Charlotte Mew, British, 1869 - 1928 |
The poem like the poet, Mew, is beautiful (okay, maybe not physically, but give her a break, she was a great poet who killed herself by drinking Lysol) and sad. It stands out for me of course because of "the spider's lace" and the "whizzle and race of the dry, dead leaves."
But mostly for its subject, old taciturn Dave, so obscure, an object of some scorn perhaps, who here is allowed to have been talented in his work and especially to have loved, even if the thing he loved, nature, Arracrombe Wood, wasn't inclined, or able, to love him back exactly. Maybe that was the point.
Arracombe Wood
Some said, because he wud'n spaik
Any words to women but Yes and No,
Nor put out his hand for Parson to shake
He mun be bird-witted. But I do go
By the lie of the barley that he did sow,
And I wish no better thing than to hold a rake
Like Dave, in his time, or to see him mow.
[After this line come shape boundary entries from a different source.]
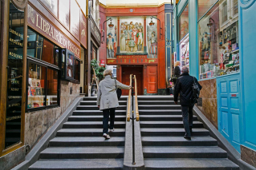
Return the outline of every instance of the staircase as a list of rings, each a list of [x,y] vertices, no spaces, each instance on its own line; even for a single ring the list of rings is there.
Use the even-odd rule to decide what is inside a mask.
[[[192,140],[184,139],[181,109],[171,97],[138,97],[145,169],[238,170],[193,117]]]
[[[115,131],[105,140],[96,98],[84,97],[29,169],[122,169],[126,105],[127,97],[122,97],[116,110]]]

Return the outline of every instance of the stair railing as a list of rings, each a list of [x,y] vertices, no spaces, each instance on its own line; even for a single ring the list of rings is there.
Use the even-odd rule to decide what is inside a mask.
[[[137,80],[136,75],[134,75],[134,88],[135,88],[135,113],[136,121],[140,121],[139,106],[138,106],[138,90],[137,90]]]
[[[130,75],[130,86],[132,86],[132,74]],[[128,105],[127,109],[127,121],[130,121],[131,119],[131,97],[132,96],[132,89],[129,89],[129,96],[128,96]]]

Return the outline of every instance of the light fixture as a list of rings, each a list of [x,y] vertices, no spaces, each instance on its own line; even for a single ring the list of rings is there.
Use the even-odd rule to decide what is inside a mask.
[[[103,44],[103,42],[105,41],[105,22],[108,22],[108,20],[110,20],[110,24],[108,24],[109,28],[113,28],[114,25],[112,24],[112,18],[109,18],[108,19],[107,19],[106,21],[104,21],[104,22],[103,23],[103,30],[102,32],[104,32],[103,36],[101,36],[101,38],[103,38],[103,42],[101,42],[101,43]]]
[[[157,18],[155,18],[154,16],[151,16],[150,18],[151,18],[151,22],[149,23],[150,26],[153,26],[155,25],[155,22],[152,22],[152,18],[157,19],[159,21],[159,22],[160,22],[160,30],[159,30],[160,31],[160,36],[159,36],[159,38],[161,39],[161,35],[162,34],[161,34],[161,30],[162,28],[161,27],[161,21],[160,21],[160,19],[158,19]]]
[[[114,24],[112,24],[112,18],[110,18],[110,24],[108,24],[110,29],[114,27]]]

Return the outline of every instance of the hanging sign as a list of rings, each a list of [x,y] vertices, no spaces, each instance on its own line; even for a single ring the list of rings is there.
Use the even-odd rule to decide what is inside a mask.
[[[28,26],[35,29],[41,34],[50,39],[62,48],[67,48],[80,58],[80,46],[74,44],[69,38],[62,34],[57,28],[52,26],[42,17],[36,10],[28,5],[27,14]]]

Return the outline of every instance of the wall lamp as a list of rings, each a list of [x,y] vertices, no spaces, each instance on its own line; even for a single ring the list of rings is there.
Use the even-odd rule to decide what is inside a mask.
[[[160,19],[158,19],[157,18],[155,18],[153,16],[151,16],[150,18],[151,18],[151,22],[149,22],[149,26],[153,26],[155,25],[155,22],[153,22],[152,18],[157,19],[159,21],[159,22],[160,22],[160,36],[159,36],[159,38],[161,39],[161,35],[162,35],[162,34],[161,34],[161,30],[162,28],[161,27],[161,21],[160,21]]]
[[[108,19],[107,19],[106,21],[104,21],[104,22],[103,23],[103,30],[102,31],[104,32],[103,36],[101,36],[101,38],[103,38],[103,42],[101,42],[103,44],[103,42],[105,41],[105,22],[110,20],[110,24],[108,24],[109,28],[113,28],[114,25],[112,24],[112,18],[109,18]]]

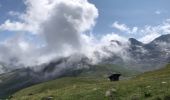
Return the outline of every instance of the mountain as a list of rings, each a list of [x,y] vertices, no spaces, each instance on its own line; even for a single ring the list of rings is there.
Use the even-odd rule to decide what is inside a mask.
[[[159,69],[170,62],[170,34],[162,35],[148,44],[139,42],[134,38],[129,38],[128,41],[129,46],[125,48],[124,54],[121,56],[112,54],[111,57],[104,59],[103,62],[140,71]],[[125,56],[128,59],[122,59]]]
[[[85,55],[73,54],[40,66],[9,71],[0,75],[0,97],[61,77],[106,77],[113,72],[123,73],[127,77],[139,71],[159,69],[170,62],[169,40],[170,35],[163,35],[144,44],[130,38],[128,46],[122,41],[111,40],[102,47],[102,53],[109,56],[102,58],[101,52],[95,51],[94,56],[100,61],[97,65],[92,64],[92,59]]]
[[[1,74],[0,99],[7,98],[20,89],[61,77],[104,78],[113,72],[122,73],[123,77],[129,77],[139,73],[117,65],[88,65],[85,58],[80,59],[81,62],[74,63],[70,63],[69,60],[69,58],[58,59],[44,65],[41,70],[22,68]],[[66,66],[65,69],[62,69],[63,65]]]

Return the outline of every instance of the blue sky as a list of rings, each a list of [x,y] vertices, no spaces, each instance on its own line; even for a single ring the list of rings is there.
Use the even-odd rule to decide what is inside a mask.
[[[93,29],[93,33],[97,35],[111,32],[124,35],[111,27],[116,21],[126,24],[129,28],[142,28],[146,25],[159,25],[170,18],[170,0],[89,0],[89,2],[99,10],[97,24]],[[0,5],[0,24],[7,19],[18,20],[16,16],[9,15],[10,11],[23,13],[26,9],[23,0],[1,0]],[[0,31],[0,39],[13,33]]]

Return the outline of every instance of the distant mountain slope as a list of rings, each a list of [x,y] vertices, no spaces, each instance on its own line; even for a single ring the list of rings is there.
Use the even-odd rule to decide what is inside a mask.
[[[170,100],[170,65],[130,80],[61,78],[23,89],[12,100]]]

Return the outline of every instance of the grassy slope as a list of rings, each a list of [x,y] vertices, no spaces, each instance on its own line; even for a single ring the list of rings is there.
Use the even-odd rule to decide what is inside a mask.
[[[28,74],[29,70],[15,70],[6,74],[0,75],[0,99],[8,97],[14,92],[32,85],[32,77]],[[70,72],[70,71],[69,71]],[[110,72],[121,72],[124,76],[136,74],[136,71],[125,69],[116,65],[94,65],[89,69],[72,71],[66,76],[79,77],[106,77]]]
[[[108,100],[111,97],[105,96],[106,91],[112,89],[116,89],[112,97],[118,100],[161,100],[170,96],[169,83],[170,65],[167,65],[161,70],[119,82],[105,78],[62,78],[21,90],[14,94],[13,100],[43,100],[50,96],[52,100]]]

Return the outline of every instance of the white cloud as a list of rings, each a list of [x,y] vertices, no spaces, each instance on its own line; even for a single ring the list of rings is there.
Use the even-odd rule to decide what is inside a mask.
[[[16,11],[9,11],[9,12],[8,12],[8,15],[18,17],[18,16],[20,16],[21,14],[20,14],[19,12],[16,12]]]
[[[160,36],[160,34],[158,34],[158,33],[150,33],[150,34],[147,34],[147,35],[143,36],[142,38],[140,38],[139,41],[141,41],[143,43],[149,43],[159,36]]]
[[[160,14],[161,14],[161,11],[160,11],[160,10],[156,10],[156,11],[155,11],[155,14],[160,15]]]
[[[13,58],[16,65],[31,66],[82,52],[83,32],[91,30],[98,17],[93,4],[87,0],[26,0],[25,4],[25,13],[18,15],[21,21],[7,20],[0,30],[36,33],[46,43],[40,47],[16,35],[0,45],[0,61],[9,63]]]
[[[132,29],[129,28],[126,24],[120,24],[118,21],[114,22],[112,24],[112,27],[115,29],[118,29],[121,32],[126,32],[126,33],[135,33],[138,31],[138,27],[133,27]]]

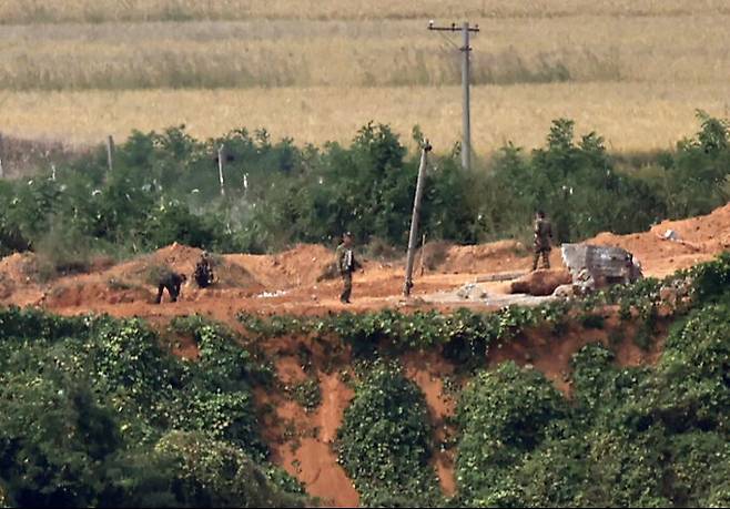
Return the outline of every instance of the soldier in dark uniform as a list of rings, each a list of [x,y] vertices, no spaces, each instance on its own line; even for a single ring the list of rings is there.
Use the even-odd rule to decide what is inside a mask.
[[[342,244],[335,251],[335,258],[344,286],[339,301],[343,304],[349,304],[349,296],[353,292],[353,272],[361,267],[353,253],[352,233],[347,232],[342,236]]]
[[[186,281],[187,276],[184,274],[178,274],[176,272],[170,272],[169,274],[162,276],[160,278],[160,283],[158,284],[158,298],[155,303],[160,304],[162,302],[162,293],[165,288],[168,288],[168,293],[170,294],[170,301],[173,303],[178,302],[178,297],[180,296],[180,287]]]
[[[550,251],[552,250],[552,226],[545,218],[545,212],[535,214],[535,259],[533,271],[537,271],[537,262],[543,255],[543,268],[550,268]]]
[[[211,266],[211,257],[206,251],[203,252],[201,259],[195,265],[193,278],[201,288],[207,288],[213,284],[213,281],[215,281],[213,276],[213,267]]]

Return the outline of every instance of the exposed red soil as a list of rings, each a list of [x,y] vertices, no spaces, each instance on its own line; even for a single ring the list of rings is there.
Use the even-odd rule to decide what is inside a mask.
[[[680,242],[662,240],[667,230],[673,230]],[[649,232],[632,235],[604,233],[587,241],[594,244],[615,245],[633,253],[641,262],[646,275],[665,276],[676,269],[687,268],[714,257],[730,246],[730,205],[712,214],[679,222],[665,222]],[[150,284],[149,272],[154,266],[168,265],[175,271],[191,274],[201,251],[173,244],[150,255],[115,265],[98,265],[84,275],[67,276],[43,284],[38,278],[38,267],[32,254],[12,255],[0,261],[0,304],[39,305],[54,313],[74,315],[108,313],[119,317],[143,317],[155,324],[169,322],[179,315],[201,314],[239,327],[239,312],[261,314],[322,315],[333,312],[365,312],[384,307],[398,307],[404,312],[418,308],[450,311],[469,306],[487,309],[479,303],[455,305],[425,304],[419,297],[438,291],[453,291],[474,281],[476,275],[524,271],[531,266],[531,255],[515,241],[501,241],[478,246],[449,246],[435,243],[428,253],[429,264],[425,274],[416,272],[414,297],[401,298],[403,288],[403,261],[393,263],[365,263],[365,271],[354,276],[354,303],[343,305],[337,297],[338,279],[318,281],[333,261],[333,251],[323,246],[297,245],[276,255],[231,254],[216,258],[215,272],[220,284],[207,289],[186,285],[178,303],[152,303],[156,288]],[[560,252],[554,250],[551,265],[561,267]],[[494,292],[506,292],[508,284],[494,284]],[[581,346],[591,342],[608,344],[619,330],[626,338],[611,345],[617,352],[617,363],[633,366],[656,362],[661,342],[651,352],[638,348],[631,338],[631,327],[619,323],[615,311],[607,311],[602,329],[568,327],[557,340],[549,330],[531,330],[515,338],[489,354],[489,363],[496,365],[511,359],[520,365],[531,365],[541,370],[566,394],[570,357]],[[660,332],[663,337],[663,332]],[[300,348],[312,355],[312,366],[302,368]],[[311,338],[277,338],[262,345],[267,354],[278,357],[276,368],[284,383],[300,383],[307,377],[318,379],[323,403],[312,414],[290,397],[276,391],[256,390],[260,407],[273,406],[273,413],[264,413],[265,438],[272,444],[274,460],[303,480],[311,495],[321,496],[337,506],[354,506],[358,498],[351,480],[336,462],[331,445],[341,425],[342,415],[353,397],[352,389],[342,380],[337,369],[348,366],[346,352],[332,352],[332,345]],[[192,338],[182,338],[173,346],[176,355],[196,358],[197,349]],[[438,356],[413,355],[403,359],[406,374],[426,395],[438,444],[448,434],[445,419],[454,411],[444,388],[444,379],[453,373],[453,366]],[[294,447],[298,444],[298,447]],[[442,487],[450,493],[455,489],[452,452],[437,451],[434,460]]]
[[[659,326],[649,350],[641,349],[633,340],[636,326],[622,323],[616,308],[607,308],[602,328],[584,328],[570,322],[567,329],[556,335],[545,327],[527,333],[498,345],[489,353],[489,365],[498,366],[514,360],[519,366],[533,366],[566,395],[571,394],[569,384],[570,360],[584,346],[601,343],[616,354],[619,366],[652,365],[661,355],[666,328]],[[616,339],[619,339],[617,342]]]
[[[571,282],[570,273],[565,268],[539,269],[515,279],[509,289],[513,294],[545,296],[552,295],[555,288]]]
[[[326,345],[313,339],[277,338],[262,345],[276,357],[276,373],[282,384],[297,384],[314,377],[322,391],[322,403],[314,413],[292,400],[281,388],[255,391],[263,413],[264,438],[272,448],[272,460],[300,479],[311,496],[334,507],[357,507],[359,497],[352,480],[337,464],[333,442],[342,425],[345,408],[354,393],[338,373],[326,373],[323,367],[333,360]],[[305,353],[305,366],[302,354]],[[341,353],[347,355],[346,352]],[[344,358],[336,357],[338,363]]]

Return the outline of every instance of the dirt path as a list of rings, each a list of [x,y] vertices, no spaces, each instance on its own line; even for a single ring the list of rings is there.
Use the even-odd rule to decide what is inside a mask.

Put up in a churchyard a month ago,
'A bitter old soul,' they said. but it wadn't so.
His heart were in Arracombe Wood where he'd used to go
To sit and talk wi' his shadder till sun went low,
Though what it was all about us'll never know.
And there baint no mem'ry in the place
Of th' old man's footmark, nor his face;
Arracombe Wood do think more of a crow --
'Will be violets there in the Spring: in Summer time the spider's lace;
And come the Fall, the whizzle and race
Of the dry, dead leaves when the wind gies chase;
And on the Eve of Christmas, fallin' snow.